Does unboxing just return a pointer to the value within the boxed object on the heap?

https://stackoverflow.com/questions/2978647

24-10-2019
|

Question

I this MSDN Magazine article, the author states (emphasis mine):

Note that boxing always creates a new object and copies the unboxed value's bits to the object. On the other hand, unboxing simply returns a pointer to the data within a boxed object: no memory copy occurs. However, it is commonly the case that your code will cause the data pointed to by the unboxed reference to be copied anyway.

I'm confused by the sentence I've bolded and the sentence that follows it. From everything else I've read, including this MSDN page, I've never before heard that unboxing just returns a pointer to the value on the heap. I was under the impression that unboxing would result in you having a variable containing a copy of the value on the stack, just as you began with. After all, if my variable contains "a pointer to the value on the heap", then I haven't got a value type, I've got a pointer.

Can someone explain what this means? Was the author on crack? (There is at least one other glaring error in the article). And if this is true, what are the cases where "your code will cause the data pointed to by the unboxed reference to be copied anyway"?

I just noticed that the article is nearly 10 years old, so maybe this is something that changed very early on in the life of .Net.

Solution

The article is accurate.

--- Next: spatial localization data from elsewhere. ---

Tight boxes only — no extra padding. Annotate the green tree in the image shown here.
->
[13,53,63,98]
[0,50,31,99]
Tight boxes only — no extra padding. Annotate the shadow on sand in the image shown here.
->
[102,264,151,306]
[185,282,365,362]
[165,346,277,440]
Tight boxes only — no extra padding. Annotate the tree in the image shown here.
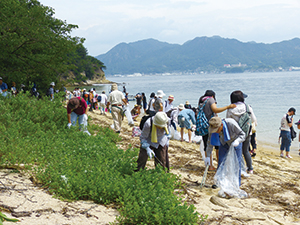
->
[0,0,83,93]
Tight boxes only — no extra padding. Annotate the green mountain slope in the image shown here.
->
[96,36,300,75]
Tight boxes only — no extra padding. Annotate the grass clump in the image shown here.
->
[0,93,201,224]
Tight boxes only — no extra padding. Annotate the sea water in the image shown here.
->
[87,71,300,153]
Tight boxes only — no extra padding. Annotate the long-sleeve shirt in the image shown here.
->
[206,118,246,157]
[140,117,169,148]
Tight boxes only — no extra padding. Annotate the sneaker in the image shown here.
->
[248,170,253,174]
[286,155,292,159]
[280,153,284,157]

It however talks about what really goes on, not what the IL looks like that the compiler generates. After all, a .NET program never executes IL, it executes the machine code that's generated from the IL by the JIT compiler.

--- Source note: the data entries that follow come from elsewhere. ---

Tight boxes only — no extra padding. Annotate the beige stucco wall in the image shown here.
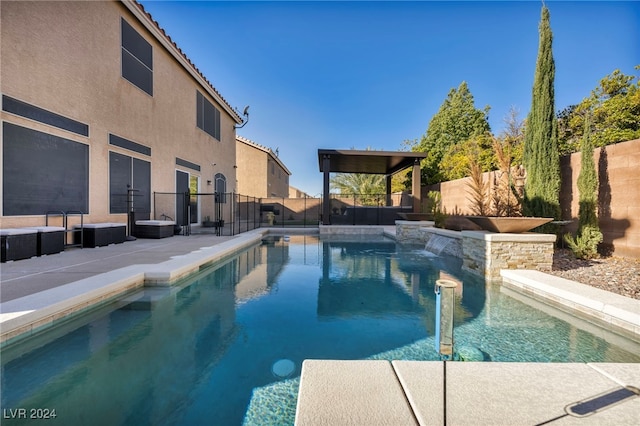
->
[236,139,290,198]
[236,141,269,198]
[1,0,238,228]
[267,156,290,198]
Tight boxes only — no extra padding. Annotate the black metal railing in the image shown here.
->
[325,193,414,225]
[151,191,412,233]
[153,192,262,236]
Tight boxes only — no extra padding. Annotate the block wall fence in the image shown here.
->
[425,138,640,259]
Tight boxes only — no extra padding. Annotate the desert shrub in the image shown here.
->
[564,226,603,259]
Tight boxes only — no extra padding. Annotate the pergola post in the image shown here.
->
[412,158,421,213]
[385,175,392,206]
[317,149,427,221]
[322,154,331,224]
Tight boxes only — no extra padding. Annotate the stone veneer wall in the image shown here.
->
[395,220,435,243]
[461,231,556,281]
[395,222,556,281]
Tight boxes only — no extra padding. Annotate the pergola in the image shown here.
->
[317,149,427,224]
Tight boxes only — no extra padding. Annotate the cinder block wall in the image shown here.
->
[561,139,640,258]
[425,139,640,259]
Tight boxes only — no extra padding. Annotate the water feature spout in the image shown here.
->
[425,235,453,256]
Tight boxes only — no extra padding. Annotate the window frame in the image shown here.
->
[121,18,153,96]
[196,91,221,140]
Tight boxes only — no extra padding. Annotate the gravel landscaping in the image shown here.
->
[550,249,640,300]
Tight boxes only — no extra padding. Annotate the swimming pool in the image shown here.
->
[1,235,638,425]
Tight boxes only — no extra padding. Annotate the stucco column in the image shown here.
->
[412,158,422,213]
[322,155,331,224]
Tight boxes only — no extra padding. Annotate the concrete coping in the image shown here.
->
[395,220,435,226]
[501,269,640,339]
[421,226,462,240]
[0,228,38,235]
[0,266,146,345]
[0,228,269,345]
[462,230,557,242]
[319,225,388,235]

And the unbox opcode indeed generates code that produces a pointer to the bits on the heap that represents the value type value. The JIT generates a call to a small helper function in the CLR named "JIT_Unbox". clr\src\vm\jithelpers.cpp if you got the SSCLI20 source code. The Object::GetData() function returns the pointer.

From there, the value most commonly first gets copied into a CPU register. Which then may get stored somewhere. It doesn't have to be the stack, it could be a member of a reference type object (the gc heap). Or a static variable (the loader heap). Or it could be pushed on the stack (method call). Or the CPU register could be used as-is when the value is used in an expression.

While debugging, right-click the editor window and choose "Go To Disassembly" to see the machine code.

OTHER TIPS

The author of the original article must have been referring to what's happening down at the IL level. There exist two unboxing opcodes: unbox and unbox.any.

According to MSDN, regarding unbox.any:

When applied to the boxed form of a value type, the unbox.any instruction extracts the value contained within obj (of type O), and is therefore equivalent to unbox followed by ldobj.

and regarding unbox:

[...] unbox is not required to copy the value type from the object. Typically it simply computes the address of the value type that is already present inside of the boxed object.

So, the author knew what he was talking about.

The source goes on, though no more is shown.